How about I start your weekend off with an easy and delicious (and colorful) orzo salad!? Orzo is incredibly versatile, great to serve to large crowds and my best friend Meghan and I like to believe that it doesn't really count as pasta. Kind of. 

I mixed up this recipe for our Super Bowl party last month and everyone loved it! It can be served cold or at room temperature and surprise, surprise, it tastes ten times better the next day, the next next day and the next next day after that. Dishes like this are the best. Keep my Greek Orzo on file for your Summer picnics, an easy weeknight side or make a big batch on Sunday to enjoy for lunch all week!

Greek Orzo

1 lb. Orzo pasta
1 cup pitted kalamata olives, chopped
2 cups grape tomatoes, chopped
3 small Persian cucumbers, or one English cucumber, finely diced
6 ounces crumbled Feta cheese

Dressing:
6 Tbsp. good quality extra virgin olive oil
6 Tbsp. red wine vinegar
3/4 tsp. Dijon mustard
3/4 tsp. onion powder
3/4 tsp. garlic powder (or one clove garlic, minced)
3/4 tsp. dried oregano
3/4 tsp. pepper
3/4 tsp. Kosher salt

Fill a heavy bottom sauce pan with water and a sprinkle of salt and place on high heat. Bring to a boil. Add orzo and cook on medium-high heat for 7-10 minutes, or until pasta is al dente. Rinse and drain.
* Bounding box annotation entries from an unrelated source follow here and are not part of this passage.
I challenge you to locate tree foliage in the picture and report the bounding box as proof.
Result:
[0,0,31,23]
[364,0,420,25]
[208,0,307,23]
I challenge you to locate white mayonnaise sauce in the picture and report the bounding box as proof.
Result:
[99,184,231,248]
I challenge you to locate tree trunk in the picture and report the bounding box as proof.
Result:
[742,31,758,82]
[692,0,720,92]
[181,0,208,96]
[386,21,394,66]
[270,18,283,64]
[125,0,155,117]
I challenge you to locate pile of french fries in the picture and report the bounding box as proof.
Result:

Prep tomatoes, olives and cucumbers by chopping and placing in a large bowl. 

In a small bowl, combine all dressing ingredients and whisk until well combined. Set aside.

Toss orzo, vegetables and dressing together in a large bowl. Season with more salt and pepper if needed. Finish with feta and refrigerate for at least two hours before serving.


Tuesday, August 14, 2012

Greek Salad Bites

Good things come in small packages, right? I'm completely in love with all mini, bite-sized foods right now. I love the way they look lined up, perfectly plated and easy for guests to grab. Small bites have my heart and if I have any say so, the second annual Moore-McConnell New Year's Celebration 2012 will feature a spread entirely made of small bites. Mini grit cakes topped with shrimp and andouille sausage? Somebody hold me. 

For the highly anticipated Olympics Party at our friends' house, Mark and I were in charge of representing the Greeks in the form of food. I knew that these Greek Salad bites were a must and had to make an appearance on the table. These little cuties are easy to assemble, full of flavor and were a giant hit! The olympics may be over, but Football season is just around the corner! These would make a great addition to your Saturday tailgate spread!



Greek Salad Bites

Grape tomatoes, cut in half horizontally
English cucumber, cut into thick rounds then quartered
Kalamata olives, cut in half horizontally
Feta cheese, cubed
Olive oil
Red wine vinegar
Oregano
Salt + pepper
Toothpicks

Cut all ingredients and place in a medium sized bowl. Drizzle with olive oil, red wine vinegar, then season with salt, pepper and oregano. To assemble your bites, start with a feta cube on the bottom. Next, stick on your cucumber and tomato, then finish off with a kalamata half and you're done.